Lemoyoga: yoga con lémures

Cada vez es más común encontrarse en la red videos de deportistas haciendo rutinas de ejercicios en compañía de algún perrito o animal de compañía, pero, ¿has visto alguno haciendo yoga con lémures? En el hotel Armathwaite Hall es posible ver esta peculiar actividad y resulta una experiencia única.

 

Lemoyoga

El hotel y spa Armathwaite Hall se ubica muy cerca del Lake District Wildlife Park en Keswick, Inglaterra y ofrece, como opción recreativa para sus huéspedes “lemoga”, es decir, clases de yoga al aire libre con lémures. Estas criaturas viven en el parque aledaño al hotel y esta actividad es posible debido a su amable y sociable carácter.
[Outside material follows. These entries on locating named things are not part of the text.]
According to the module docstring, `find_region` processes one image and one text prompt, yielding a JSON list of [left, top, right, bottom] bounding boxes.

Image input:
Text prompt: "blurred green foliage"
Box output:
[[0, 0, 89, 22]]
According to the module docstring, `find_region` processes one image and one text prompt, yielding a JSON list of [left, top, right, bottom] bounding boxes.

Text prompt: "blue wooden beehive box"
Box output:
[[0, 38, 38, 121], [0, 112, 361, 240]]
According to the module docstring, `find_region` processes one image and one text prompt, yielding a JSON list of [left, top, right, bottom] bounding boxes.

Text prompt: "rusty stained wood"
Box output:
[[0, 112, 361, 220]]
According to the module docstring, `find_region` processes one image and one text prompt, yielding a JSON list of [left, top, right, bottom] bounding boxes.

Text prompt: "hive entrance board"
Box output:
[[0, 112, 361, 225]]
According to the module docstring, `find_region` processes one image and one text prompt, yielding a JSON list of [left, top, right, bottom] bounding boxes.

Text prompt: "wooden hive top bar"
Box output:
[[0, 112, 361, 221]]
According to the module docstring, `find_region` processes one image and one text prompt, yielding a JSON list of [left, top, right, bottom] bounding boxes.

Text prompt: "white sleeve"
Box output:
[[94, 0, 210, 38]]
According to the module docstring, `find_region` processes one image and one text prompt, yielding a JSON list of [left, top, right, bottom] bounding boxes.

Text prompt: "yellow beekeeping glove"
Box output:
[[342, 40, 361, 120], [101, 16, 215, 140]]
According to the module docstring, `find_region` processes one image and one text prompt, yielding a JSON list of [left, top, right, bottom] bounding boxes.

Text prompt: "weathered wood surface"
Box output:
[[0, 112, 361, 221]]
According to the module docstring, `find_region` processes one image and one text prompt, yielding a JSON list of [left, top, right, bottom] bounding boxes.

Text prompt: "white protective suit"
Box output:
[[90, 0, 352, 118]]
Y no es que los lémures estén ahí nada más, observando sigilosos cuando los huéspedes entran en las posturas que dicta el maestro de yoga, los lémures imitan las mismas posiciones como si desearan entrar en el mismo estado de contemplación. “Por ejemplo, esa pose típica calentando sus vientres bajo la luz del sol”, cuenta Richard Robinson, gerente del Lake District Wildlife Park, a la BBC. “Parecía ser una muy buena combinación para animar a las personas a tener una oportunidad de pasar tiempo con un lémur”.

 

Y no sólo lémures…

La clase de lemoga es parte del programa de bienestar “Meet the wildlife” del hotel inglés, el cual incluye caminar con alpacas por los terrenos de 400 hectáreas del Armathwaite Hall, además de reunirse y saludar divertidas suricatas e incluso tener sesiones especiales, por supuesto bajo la observación de cuidadores del zoológico.

 

¿Por qué yoga con lémures?

El hotel menciona que el lemoga es una manera en que los huéspedes se  pueden sentir en contacto con la naturaleza, al mismo tiempo que interactúan con las especies animales, además de lo bueno que es el yoga para olvidarse del estrés y regular los niveles de presión arterial, y tener a los lémures involucrados en la clase resulta aún más efectivo.

 

Conservación de la especie

A través de estas sesiones de yoga, Armathwaite Hall tiene el objetivo de animar a más personas a pasar el tiempo en la naturaleza mientras generan conciencia sobre la conservación y la situación de los lémures en la naturaleza, que puede ser complicada. El hotel busca que los huéspedes no sólo pasen un buen rato, sino que se sientan con más poder sobre cómo hacer más por la conservación.

Es por esto que el 10% de las ganancias de las cuotas de las clases se dona a SEED Madagascar, la organización benéfica con la que han trabajado durante muchos años.

 

Cero maltrato animal

Además de que el parque aledaño es su hogar y no están en cautiverio, el bienestar de los lémures es primordial con cada sesión manejada por un guardián experimentado y sujeto a la aprobación y disponibilidad del encargado. Las sesiones están limitadas a hasta cuatro personas y durante este tiempo los lémures tienen la libertad de quedarse o irse, pues claro, no es su trabajo.